JOHANNESBURG

Barely a week after passing a constitutional amendment that empowered Zimbabwe to seize land owned by the whites without paying compensation, the government has done a volte face after renewed pledges by Western donors to provide finance for land redistribution.

Over the past two months black squatters have been invading and occupying hundreds of white-owned farms in Zimbabwe. Now the government is asking them to abandon the captured land.

This was a move anticipated by the white farmers who described the invasions as a tactical maneuver by President Robert Mugabe. The latter had blamed the whites for the lagging pace of land reforms.

To many analysts, however, the government's role in the entire episode was meant to appease the constituents before the parliamentary elections in May.

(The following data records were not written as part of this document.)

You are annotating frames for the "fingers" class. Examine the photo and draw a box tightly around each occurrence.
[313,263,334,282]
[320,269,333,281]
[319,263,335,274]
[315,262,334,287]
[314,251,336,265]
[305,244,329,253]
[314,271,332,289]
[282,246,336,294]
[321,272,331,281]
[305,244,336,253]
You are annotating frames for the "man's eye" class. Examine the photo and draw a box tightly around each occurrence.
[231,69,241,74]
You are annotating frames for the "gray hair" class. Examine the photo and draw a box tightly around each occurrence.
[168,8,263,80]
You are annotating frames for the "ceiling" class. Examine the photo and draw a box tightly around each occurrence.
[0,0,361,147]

Now, faced with the prospect of donations from the West, the government is urging the black squatters to withdraw from the occupied farms. Vice president Joseph Msika persuaded the squatters, who want speedier redistribution of land, to calm down as there was no longer any need to continue with the demonstrations.

The government directive to the squatters came in the wake of Zimbabwe's high court order to Mugabe to evict squatters. The court called on the government "to recognise that it is in the permanent interest of Zimbabwe and the rule of law to bring an end to the farm invasions.

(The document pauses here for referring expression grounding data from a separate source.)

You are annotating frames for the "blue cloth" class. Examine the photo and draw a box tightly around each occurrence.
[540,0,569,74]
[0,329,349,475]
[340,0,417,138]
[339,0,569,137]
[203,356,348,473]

However, there was no immediate indication that the squatters, who have taken hold of around 600 farms, would follow thegovernment directive ina hurry.

But nevertheless, the latest stance adopted by the government was greeted with a lot of enthusiasm by the Commercial Farmers Union, a representative body of the 4,000 white farmers who own more than half of the country's fertile lands. "We're pleased to see that the rule of law is going to be upheld,' said the president of the union Tim Henwood.